Introduction
Belgium – as most other Western European countries – has become an immigration country in the last decades. One in five Belgian citizens has or was born with a non-Belgian nationality. On a yearly basis, around 140,000 immigrants arrive in Belgium (Myria, 2020). Refugees granted international protection represent about 10 per cent of these immigrants. The increasing numbers of refugees Belgium has been confronted with from 2015 onwards – due to wars in the Middle East and the persecution of people by authoritarian states – have mainly led to policy initiatives aimed at asylum reception and integration, while support for maintaining family ties across borders and support during the process of family reunification has received far less political attention. Family reunification is for refugees and other migrants, however, the most important legal ground for migration to Belgium: 42 per cent of migrants from non-EU countries and 27 per cent of EU citizens migrating to Belgium obtained their first residence permit on the basis of family reunification. In total this concerned 35,169 people in 2018 (Myria, 2019). Within the group of non-Europeans, 2,722 people had received an approval for family reunification with someone with refugee status (Myria, 2018).

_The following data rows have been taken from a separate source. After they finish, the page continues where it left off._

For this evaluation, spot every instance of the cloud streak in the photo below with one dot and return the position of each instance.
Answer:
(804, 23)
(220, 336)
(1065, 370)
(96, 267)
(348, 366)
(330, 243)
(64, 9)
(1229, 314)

Family reunification is a unique process within the migration processes, as it concerns ‘not only “outsiders knocking at a state's doors and requesting entry” but also the “moral claim of insiders”, people living within state borders who ask to be united with their family’ (Block, 2012: 37). Notwithstanding the right to family life inscribed in Article 16 of the Universal Declaration of Human Rights, in Article 8 of the European Convention on Human Rights and in Article 22 of the Belgian Constitution, family reunification is subject to a policy of problematisation and suspicion. The association with ‘fraudulent marriages’ and possible fraud involving papers, ages or relational ties has become standard. Wray (2006: 303) calls this ‘moral gatekeeping’, which contributes to the image of ‘the undesirable family migrant’.
In general, the political discourse on migration is often very negative. Migration is framed by some as a danger; a threat from the outside for the ‘body of the nation’ (Schrooten et al, 2016). Numbers are thereby enlarged and exaggerated to create an image of massive influx. Moreover, refugee immigration is coupled with unprecedented problematisations of Islam – including an association with terrorism – and widespread populism (Lucassen, 2018).